Arkin covered his ears. “I’ll never fuck a thing that wants me dead. Remove these twins before I remove all of your mounting equipment.”

All the priests laughed. They weren’t afraid of castration since they’d already castrated themselves in order to serve their God. Although some married and adopted heirs, none of them created children of their own.

“Why are you laughing, you nitwits?” Surely he knew why. Arkin stood up tall, giraffed his neck. “Do you enjoy death?”

“No, Mystic,” they all said in unison, saluting with their middle fingers.

“Forgive our joy,” Father Ferret said, covering his rabbit teeth with a hand. “We laugh not at your stupidity but at our own inferior conditions.”

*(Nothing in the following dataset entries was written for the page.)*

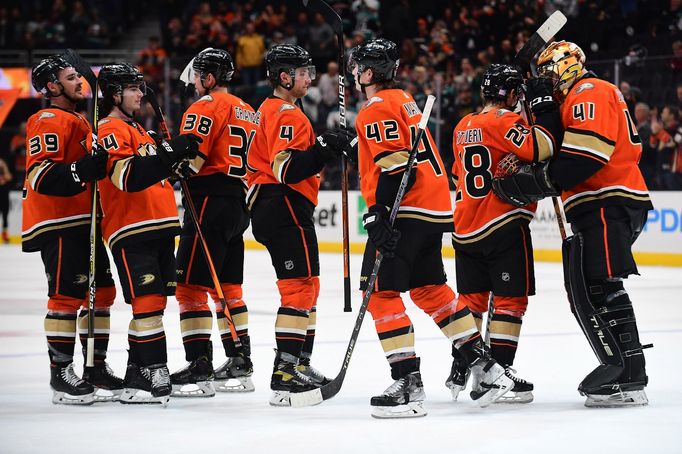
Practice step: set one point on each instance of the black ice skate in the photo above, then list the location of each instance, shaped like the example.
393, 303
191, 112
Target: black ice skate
194, 380
403, 399
521, 392
108, 387
68, 388
146, 385
234, 376
287, 379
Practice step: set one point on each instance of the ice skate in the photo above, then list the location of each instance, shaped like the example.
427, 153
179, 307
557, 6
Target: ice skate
490, 381
68, 388
194, 380
108, 387
146, 385
521, 392
287, 379
403, 399
234, 376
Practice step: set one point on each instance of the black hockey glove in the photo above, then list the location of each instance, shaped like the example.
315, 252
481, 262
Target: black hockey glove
330, 145
176, 152
381, 233
529, 183
539, 94
91, 167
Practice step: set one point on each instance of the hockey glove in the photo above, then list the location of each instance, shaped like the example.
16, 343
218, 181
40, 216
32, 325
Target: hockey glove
529, 183
539, 94
381, 233
91, 167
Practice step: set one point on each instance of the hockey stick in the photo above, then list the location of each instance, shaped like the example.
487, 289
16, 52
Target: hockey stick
333, 19
84, 69
332, 388
151, 97
524, 58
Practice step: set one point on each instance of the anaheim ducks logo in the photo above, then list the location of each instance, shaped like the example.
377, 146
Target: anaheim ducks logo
147, 279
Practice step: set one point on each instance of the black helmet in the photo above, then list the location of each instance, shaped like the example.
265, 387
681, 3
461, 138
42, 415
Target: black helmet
114, 77
215, 61
381, 55
499, 80
287, 57
46, 71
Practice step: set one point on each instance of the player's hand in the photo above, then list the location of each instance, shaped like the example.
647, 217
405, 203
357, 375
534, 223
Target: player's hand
91, 167
380, 231
539, 94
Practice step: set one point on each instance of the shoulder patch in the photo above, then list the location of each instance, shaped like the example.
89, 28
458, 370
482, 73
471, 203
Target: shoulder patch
584, 86
46, 115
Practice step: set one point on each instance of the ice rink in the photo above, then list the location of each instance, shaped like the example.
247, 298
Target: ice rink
553, 354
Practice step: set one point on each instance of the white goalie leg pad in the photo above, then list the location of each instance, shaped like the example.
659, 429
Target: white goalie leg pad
617, 399
410, 410
198, 389
234, 385
62, 398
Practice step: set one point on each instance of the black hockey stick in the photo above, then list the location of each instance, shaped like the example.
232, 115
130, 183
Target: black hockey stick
151, 97
334, 20
84, 70
332, 388
525, 58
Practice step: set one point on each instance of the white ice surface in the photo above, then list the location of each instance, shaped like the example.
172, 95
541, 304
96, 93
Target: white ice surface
553, 354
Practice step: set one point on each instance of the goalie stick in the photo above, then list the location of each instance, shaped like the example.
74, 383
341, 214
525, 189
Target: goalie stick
151, 97
84, 69
332, 388
334, 20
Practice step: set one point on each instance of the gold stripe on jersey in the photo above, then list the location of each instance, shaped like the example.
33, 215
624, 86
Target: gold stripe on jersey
493, 225
588, 142
605, 193
390, 161
279, 164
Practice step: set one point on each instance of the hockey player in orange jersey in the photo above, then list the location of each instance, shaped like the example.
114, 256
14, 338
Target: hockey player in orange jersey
217, 184
57, 201
386, 126
494, 251
284, 164
140, 222
606, 201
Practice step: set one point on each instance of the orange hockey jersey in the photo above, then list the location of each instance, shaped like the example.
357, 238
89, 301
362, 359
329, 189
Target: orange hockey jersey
284, 129
479, 142
133, 213
53, 201
601, 133
386, 128
227, 126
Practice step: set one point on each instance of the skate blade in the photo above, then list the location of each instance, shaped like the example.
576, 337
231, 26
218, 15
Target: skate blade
280, 399
198, 389
493, 392
141, 397
234, 385
409, 410
62, 398
512, 397
621, 399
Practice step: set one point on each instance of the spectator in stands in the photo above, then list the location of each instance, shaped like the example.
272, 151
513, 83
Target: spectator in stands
249, 55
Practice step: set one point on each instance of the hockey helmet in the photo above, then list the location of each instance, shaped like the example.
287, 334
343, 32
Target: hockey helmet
564, 63
46, 71
381, 55
214, 61
499, 80
287, 58
115, 77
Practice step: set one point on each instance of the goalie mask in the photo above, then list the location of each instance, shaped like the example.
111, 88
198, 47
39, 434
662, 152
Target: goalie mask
291, 59
564, 63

Bann put down the babies, walked back down the stairs. “Remind yourselves of who you laugh at before you laugh.” He unsheathed his sword. “I challenge you to achieve your emotional erections without your heads.”

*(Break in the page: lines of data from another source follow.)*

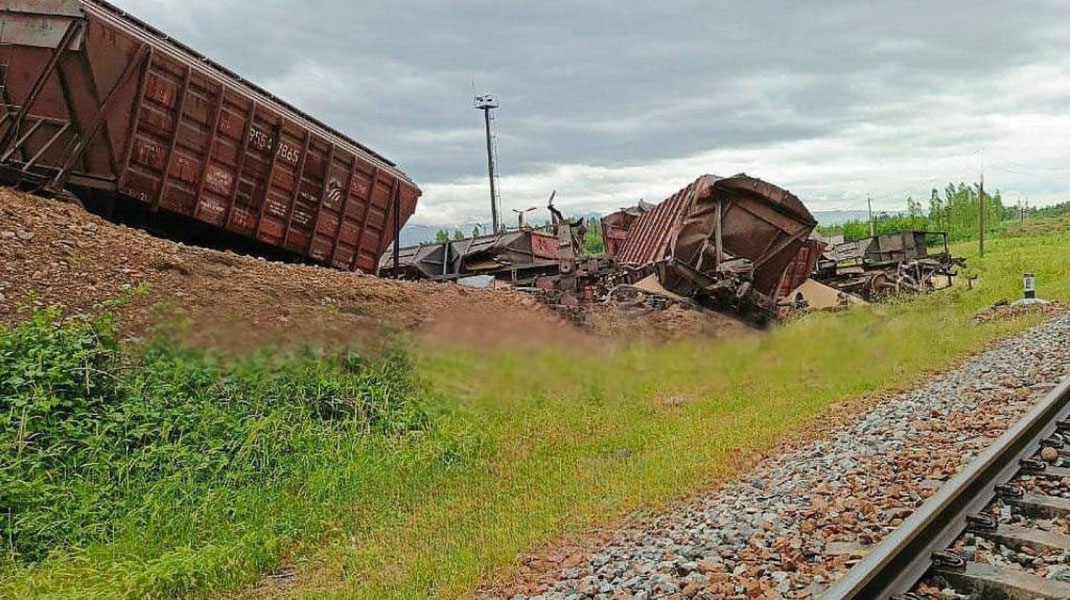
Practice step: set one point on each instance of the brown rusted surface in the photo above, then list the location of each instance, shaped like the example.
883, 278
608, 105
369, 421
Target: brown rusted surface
906, 262
801, 268
758, 221
515, 256
97, 100
616, 226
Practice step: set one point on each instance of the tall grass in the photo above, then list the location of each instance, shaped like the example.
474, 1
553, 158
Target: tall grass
513, 449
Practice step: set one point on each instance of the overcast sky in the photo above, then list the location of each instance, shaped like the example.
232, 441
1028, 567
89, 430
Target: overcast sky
609, 102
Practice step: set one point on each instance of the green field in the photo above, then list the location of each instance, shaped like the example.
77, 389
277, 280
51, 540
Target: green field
498, 452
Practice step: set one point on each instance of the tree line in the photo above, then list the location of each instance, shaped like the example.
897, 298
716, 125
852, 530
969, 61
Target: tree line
956, 211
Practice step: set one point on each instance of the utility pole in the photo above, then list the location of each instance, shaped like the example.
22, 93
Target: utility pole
980, 217
869, 201
487, 103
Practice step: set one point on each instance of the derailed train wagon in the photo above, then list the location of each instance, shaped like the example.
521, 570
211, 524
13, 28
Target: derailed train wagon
732, 243
98, 101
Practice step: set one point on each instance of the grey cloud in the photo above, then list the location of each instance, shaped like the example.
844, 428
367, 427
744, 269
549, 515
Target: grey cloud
617, 85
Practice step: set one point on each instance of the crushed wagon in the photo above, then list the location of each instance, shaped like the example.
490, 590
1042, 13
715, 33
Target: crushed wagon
148, 131
732, 244
906, 262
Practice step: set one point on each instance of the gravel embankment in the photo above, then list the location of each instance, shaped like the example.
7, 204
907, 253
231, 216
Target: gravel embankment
799, 521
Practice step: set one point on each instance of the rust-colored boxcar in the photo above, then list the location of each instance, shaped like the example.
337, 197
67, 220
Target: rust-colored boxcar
717, 219
94, 98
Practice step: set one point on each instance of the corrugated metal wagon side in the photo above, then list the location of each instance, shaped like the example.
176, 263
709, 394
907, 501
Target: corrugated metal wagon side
98, 100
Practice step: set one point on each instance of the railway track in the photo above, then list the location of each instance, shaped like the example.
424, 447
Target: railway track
1000, 529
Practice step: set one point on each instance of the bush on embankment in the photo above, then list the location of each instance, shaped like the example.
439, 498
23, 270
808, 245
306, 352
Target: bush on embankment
98, 437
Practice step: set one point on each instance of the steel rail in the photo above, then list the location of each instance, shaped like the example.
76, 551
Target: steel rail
899, 563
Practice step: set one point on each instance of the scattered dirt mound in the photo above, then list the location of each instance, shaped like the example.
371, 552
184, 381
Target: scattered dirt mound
1005, 310
669, 324
56, 254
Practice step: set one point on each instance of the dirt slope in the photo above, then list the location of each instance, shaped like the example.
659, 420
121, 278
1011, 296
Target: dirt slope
56, 254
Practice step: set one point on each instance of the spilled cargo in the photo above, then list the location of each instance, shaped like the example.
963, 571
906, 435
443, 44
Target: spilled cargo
733, 244
104, 104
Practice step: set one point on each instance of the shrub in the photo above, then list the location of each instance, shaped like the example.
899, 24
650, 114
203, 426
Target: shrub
90, 427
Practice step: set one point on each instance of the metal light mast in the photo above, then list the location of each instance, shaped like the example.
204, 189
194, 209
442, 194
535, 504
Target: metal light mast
486, 103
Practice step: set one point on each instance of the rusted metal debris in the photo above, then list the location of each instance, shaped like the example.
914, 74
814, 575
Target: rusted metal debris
134, 120
733, 244
517, 257
898, 263
616, 226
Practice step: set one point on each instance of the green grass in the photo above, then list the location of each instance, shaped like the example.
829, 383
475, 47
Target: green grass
520, 448
1038, 226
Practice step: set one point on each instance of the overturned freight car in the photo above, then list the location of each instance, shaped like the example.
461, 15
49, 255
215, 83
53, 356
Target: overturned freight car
734, 244
100, 102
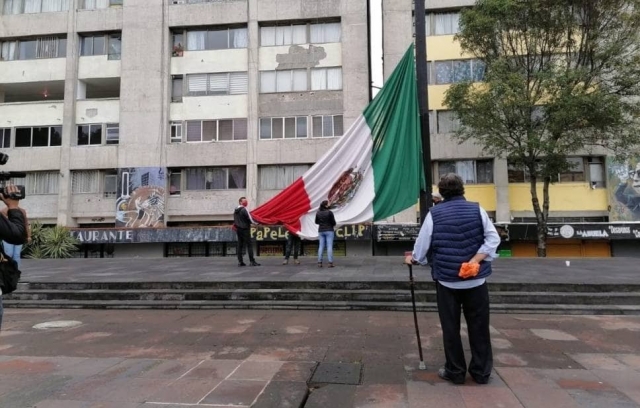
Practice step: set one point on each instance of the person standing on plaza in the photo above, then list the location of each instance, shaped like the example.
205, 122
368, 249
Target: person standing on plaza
293, 244
459, 241
12, 226
326, 223
242, 224
15, 251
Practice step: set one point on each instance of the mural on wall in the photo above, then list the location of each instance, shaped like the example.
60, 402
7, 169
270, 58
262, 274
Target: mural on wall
624, 189
140, 201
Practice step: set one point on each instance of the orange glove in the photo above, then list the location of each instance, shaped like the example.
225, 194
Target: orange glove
469, 270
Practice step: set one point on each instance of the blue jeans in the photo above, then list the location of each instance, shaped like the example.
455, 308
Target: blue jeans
326, 240
13, 251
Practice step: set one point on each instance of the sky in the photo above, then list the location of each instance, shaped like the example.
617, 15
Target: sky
376, 44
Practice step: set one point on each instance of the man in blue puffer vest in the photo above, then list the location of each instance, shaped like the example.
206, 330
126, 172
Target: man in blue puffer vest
456, 232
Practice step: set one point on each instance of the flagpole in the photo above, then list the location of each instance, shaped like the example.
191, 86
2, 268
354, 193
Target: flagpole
423, 104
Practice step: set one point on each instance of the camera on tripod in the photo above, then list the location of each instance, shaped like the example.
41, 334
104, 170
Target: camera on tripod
8, 175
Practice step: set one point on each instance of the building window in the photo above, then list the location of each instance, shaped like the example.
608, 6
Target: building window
443, 23
289, 80
326, 79
215, 130
110, 184
5, 138
85, 182
34, 6
39, 136
447, 122
175, 182
279, 177
113, 133
287, 128
596, 172
176, 132
227, 83
100, 4
215, 39
283, 35
39, 183
38, 48
216, 178
177, 86
325, 33
89, 135
471, 171
450, 72
327, 126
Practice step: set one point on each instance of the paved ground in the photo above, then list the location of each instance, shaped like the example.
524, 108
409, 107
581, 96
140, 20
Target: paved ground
171, 359
583, 270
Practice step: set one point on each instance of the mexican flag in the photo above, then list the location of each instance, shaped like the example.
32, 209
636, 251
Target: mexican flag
372, 172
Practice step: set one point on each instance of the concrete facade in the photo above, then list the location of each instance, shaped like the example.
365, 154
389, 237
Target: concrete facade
505, 201
141, 80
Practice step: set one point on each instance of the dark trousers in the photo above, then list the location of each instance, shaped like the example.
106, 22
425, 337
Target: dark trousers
474, 303
293, 243
244, 239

In one swing he killed Father Ferret. With a second swing he parted the dead body of its head. Blood squirted here and there without a determined destination.

“Enough, you idiots.” Down the stairs, the Mystic ran. He circled around the mess, kicked the corpse, let out a wildly wild laugh. “I tire of this repetition. Both babies will die. I will make a new daughter as I made these nonhumans, and this child will become my new wife. Now one of you dolts bring thirty virgins to my bed chambers and make sure none of them are decaying this time.”

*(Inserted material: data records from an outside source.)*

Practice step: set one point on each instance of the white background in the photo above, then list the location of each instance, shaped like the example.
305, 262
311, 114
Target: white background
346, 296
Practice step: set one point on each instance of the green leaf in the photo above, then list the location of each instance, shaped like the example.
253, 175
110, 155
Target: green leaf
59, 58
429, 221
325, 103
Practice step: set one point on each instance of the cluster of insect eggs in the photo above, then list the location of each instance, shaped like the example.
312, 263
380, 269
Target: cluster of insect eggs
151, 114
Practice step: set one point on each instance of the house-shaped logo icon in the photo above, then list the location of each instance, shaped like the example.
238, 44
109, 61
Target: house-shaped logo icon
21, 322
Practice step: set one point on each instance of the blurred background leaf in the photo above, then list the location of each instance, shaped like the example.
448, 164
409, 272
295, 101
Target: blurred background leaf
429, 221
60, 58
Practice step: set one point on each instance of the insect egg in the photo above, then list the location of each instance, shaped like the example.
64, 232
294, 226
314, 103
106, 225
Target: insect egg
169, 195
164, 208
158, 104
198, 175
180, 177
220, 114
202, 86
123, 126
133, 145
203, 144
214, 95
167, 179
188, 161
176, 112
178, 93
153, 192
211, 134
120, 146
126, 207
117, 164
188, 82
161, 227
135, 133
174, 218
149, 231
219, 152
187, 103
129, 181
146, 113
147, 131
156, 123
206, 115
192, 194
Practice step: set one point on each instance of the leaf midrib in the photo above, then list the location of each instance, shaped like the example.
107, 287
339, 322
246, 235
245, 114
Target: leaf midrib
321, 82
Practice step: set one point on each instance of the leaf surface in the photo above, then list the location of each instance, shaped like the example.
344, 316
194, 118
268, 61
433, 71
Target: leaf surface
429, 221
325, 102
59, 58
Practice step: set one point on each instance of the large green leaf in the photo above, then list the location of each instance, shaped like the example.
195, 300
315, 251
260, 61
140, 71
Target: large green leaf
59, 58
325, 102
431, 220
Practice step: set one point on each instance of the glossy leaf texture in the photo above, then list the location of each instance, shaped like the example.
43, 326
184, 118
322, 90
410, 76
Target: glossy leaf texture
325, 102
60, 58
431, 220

Bann wiped red out of his eyes. “Follow the instructions of your Eternal King.”

Father Slocum cleared his throat. And with a handkerchief Father Income wiped his brow.

Father Panis stepped to the front of the crowd again. “We cannot follow these directions.”

Bann raised his sword. “And why can’t you, priest?”

Louder, the babies cried.

“There are no more virgins in the harem,” Father Panis said. “For months now we’ve been recycling them.”

Bann directed his sword toward the elder priest. “The Mystic’s harem must be filled with 1,500 virgins at all times.”

“It is impossible,” Father Income said. “One cannot pull a yes from a no.”

“A man is not supposed to deflower thirty virgins a night,” Father Logrip said. “Only Hercules even attempted such a feat from what we’ve garnered from recorded history. In Hinduism gods could embrace for years at a time, yet even this was usually with just one other. Perhaps Jesus Christ might’ve had such capabilities if he was indeed who he said he was, but we are unsure of his sexual preferences.”

Arkin clutched his stomach. “I am no mortal, you nitwits. I am God with a human face. I will always have my wants. Always.”

Priests cheetahed out of the throne room to find virgins. One could pull a yes from a no, it seemed.